Conditional DETR's `post_process_semantic_segmentation` removes one class
System Info
transformers 4.57.3 python 3.13.9
Who can help?
@yonigozlan @molbap
Information
- [x] The official example scripts
- [x] My own modified scripts
Tasks
- [ ] An officially supported task in the
examplesfolder (such as GLUE/SQuAD, ...) - [x] My own task or dataset (give details below)
Reproduction
Let's run two identical models - DETR and Conditional DETR - with 100 classes
import io
import requests
from PIL import Image
import torch
import numpy
from transformers import (
AutoImageProcessor,
ConditionalDetrConfig,
ConditionalDetrForSegmentation,
)
from transformers.image_transforms import rgb_to_id
url = "http://images.cocodataset.org/val2017/000000039769.jpg"
image = Image.open(requests.get(url, stream=True).raw)
image_processor = AutoImageProcessor.from_pretrained("microsoft/conditional-detr-resnet-50")
# randomly initialize all weights of the model
config = ConditionalDetrConfig(num_labels=100)
model = ConditionalDetrForSegmentation(config)

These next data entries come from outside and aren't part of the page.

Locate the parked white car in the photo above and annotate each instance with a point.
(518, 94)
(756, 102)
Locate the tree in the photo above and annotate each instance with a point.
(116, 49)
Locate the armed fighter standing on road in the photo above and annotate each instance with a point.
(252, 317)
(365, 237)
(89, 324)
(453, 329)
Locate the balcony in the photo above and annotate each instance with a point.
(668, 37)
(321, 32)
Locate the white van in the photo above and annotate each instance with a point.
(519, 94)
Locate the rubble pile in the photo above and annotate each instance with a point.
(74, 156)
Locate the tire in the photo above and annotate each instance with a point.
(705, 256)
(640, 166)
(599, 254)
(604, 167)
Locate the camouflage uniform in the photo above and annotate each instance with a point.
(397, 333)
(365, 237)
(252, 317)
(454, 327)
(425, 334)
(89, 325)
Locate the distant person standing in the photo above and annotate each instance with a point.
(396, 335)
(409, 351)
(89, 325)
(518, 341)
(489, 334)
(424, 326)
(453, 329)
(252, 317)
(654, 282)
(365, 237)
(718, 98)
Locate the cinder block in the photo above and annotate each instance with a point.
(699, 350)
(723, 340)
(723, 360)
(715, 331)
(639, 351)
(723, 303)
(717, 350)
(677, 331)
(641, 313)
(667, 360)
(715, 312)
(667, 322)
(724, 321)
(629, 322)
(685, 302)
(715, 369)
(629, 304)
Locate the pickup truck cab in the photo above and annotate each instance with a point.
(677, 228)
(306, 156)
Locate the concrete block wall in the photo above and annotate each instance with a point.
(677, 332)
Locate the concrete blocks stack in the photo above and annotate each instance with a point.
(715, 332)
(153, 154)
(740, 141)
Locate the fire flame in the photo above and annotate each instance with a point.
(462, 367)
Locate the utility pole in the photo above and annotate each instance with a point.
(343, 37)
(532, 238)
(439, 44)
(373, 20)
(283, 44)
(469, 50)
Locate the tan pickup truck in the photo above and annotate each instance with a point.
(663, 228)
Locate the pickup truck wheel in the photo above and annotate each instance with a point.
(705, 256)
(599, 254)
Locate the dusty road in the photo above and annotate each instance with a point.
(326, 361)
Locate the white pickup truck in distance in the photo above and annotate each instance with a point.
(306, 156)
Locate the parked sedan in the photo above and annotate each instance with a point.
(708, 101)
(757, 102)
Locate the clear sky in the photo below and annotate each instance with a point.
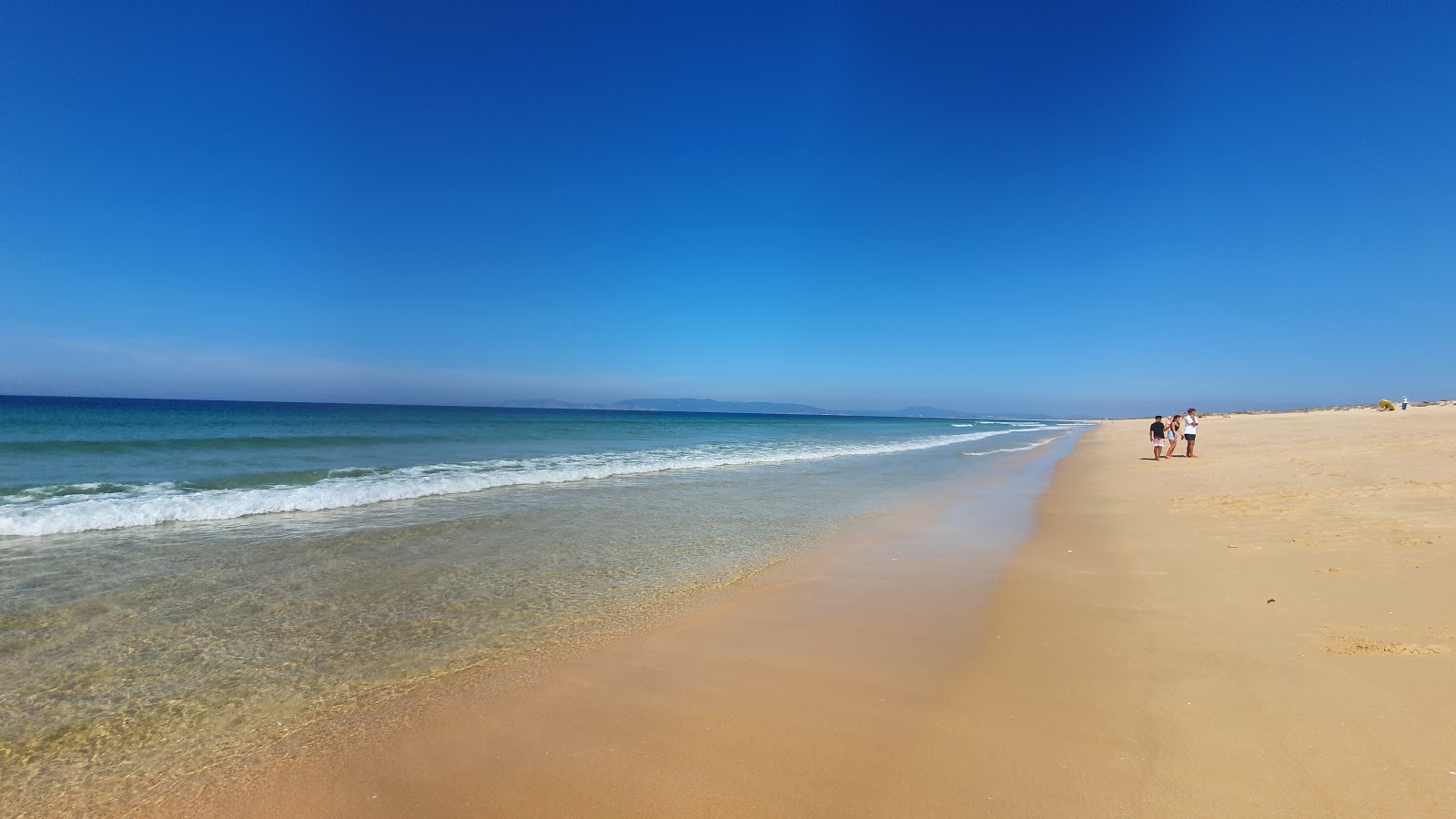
(1075, 207)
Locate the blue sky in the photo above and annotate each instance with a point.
(1072, 207)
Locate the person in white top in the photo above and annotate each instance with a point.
(1190, 431)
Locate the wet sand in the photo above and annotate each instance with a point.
(1266, 630)
(800, 694)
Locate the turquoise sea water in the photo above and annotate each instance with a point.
(187, 581)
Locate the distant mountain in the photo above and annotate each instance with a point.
(710, 405)
(752, 407)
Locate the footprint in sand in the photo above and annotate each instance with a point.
(1365, 646)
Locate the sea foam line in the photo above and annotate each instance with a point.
(1016, 448)
(164, 503)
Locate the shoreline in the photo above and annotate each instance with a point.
(786, 691)
(1263, 632)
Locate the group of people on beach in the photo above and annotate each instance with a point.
(1165, 435)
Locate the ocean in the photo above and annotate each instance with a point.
(186, 581)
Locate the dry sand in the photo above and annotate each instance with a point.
(1130, 663)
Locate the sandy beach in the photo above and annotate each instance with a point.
(1267, 630)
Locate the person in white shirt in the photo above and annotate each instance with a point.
(1190, 431)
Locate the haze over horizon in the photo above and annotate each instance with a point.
(1059, 208)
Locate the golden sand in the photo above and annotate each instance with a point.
(1267, 630)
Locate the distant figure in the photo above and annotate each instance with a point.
(1155, 433)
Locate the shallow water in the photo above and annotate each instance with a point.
(145, 652)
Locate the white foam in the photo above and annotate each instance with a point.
(165, 503)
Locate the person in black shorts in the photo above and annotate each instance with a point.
(1157, 435)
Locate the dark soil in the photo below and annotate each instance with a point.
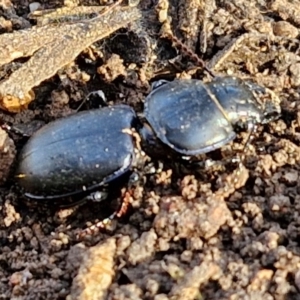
(188, 234)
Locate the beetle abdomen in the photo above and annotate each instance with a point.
(184, 116)
(78, 152)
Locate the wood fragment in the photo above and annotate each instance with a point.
(52, 47)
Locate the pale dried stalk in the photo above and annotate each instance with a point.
(51, 47)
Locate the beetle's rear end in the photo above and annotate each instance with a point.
(77, 153)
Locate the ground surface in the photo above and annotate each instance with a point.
(186, 236)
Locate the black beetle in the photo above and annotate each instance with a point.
(193, 117)
(78, 154)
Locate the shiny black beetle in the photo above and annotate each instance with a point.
(193, 117)
(82, 152)
(77, 154)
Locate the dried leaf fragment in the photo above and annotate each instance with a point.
(52, 47)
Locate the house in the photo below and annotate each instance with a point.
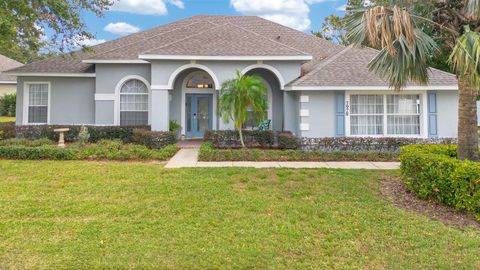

# prepare image for the model
inputs = image_processor(images=image, return_tensors="pt")
# forward pass
cond_detr_outputs = model(**inputs)
# Use the `post_process_semantic_segmentation` method of the `image_processor` to retrieve post-processed semantic segmentation maps
cond_detr_result = image_processor.post_process_semantic_segmentation(cond_detr_outputs, target_sizes=[(300, 500)])
import io
import requests
from PIL import Image
import torch
import numpy
from transformers import AutoImageProcessor, DetrForSegmentation, DetrConfig
from transformers.image_transforms import rgb_to_id
url = "http://images.cocodataset.org/val2017/000000039769.jpg"
image = Image.open(requests.get(url, stream=True).raw)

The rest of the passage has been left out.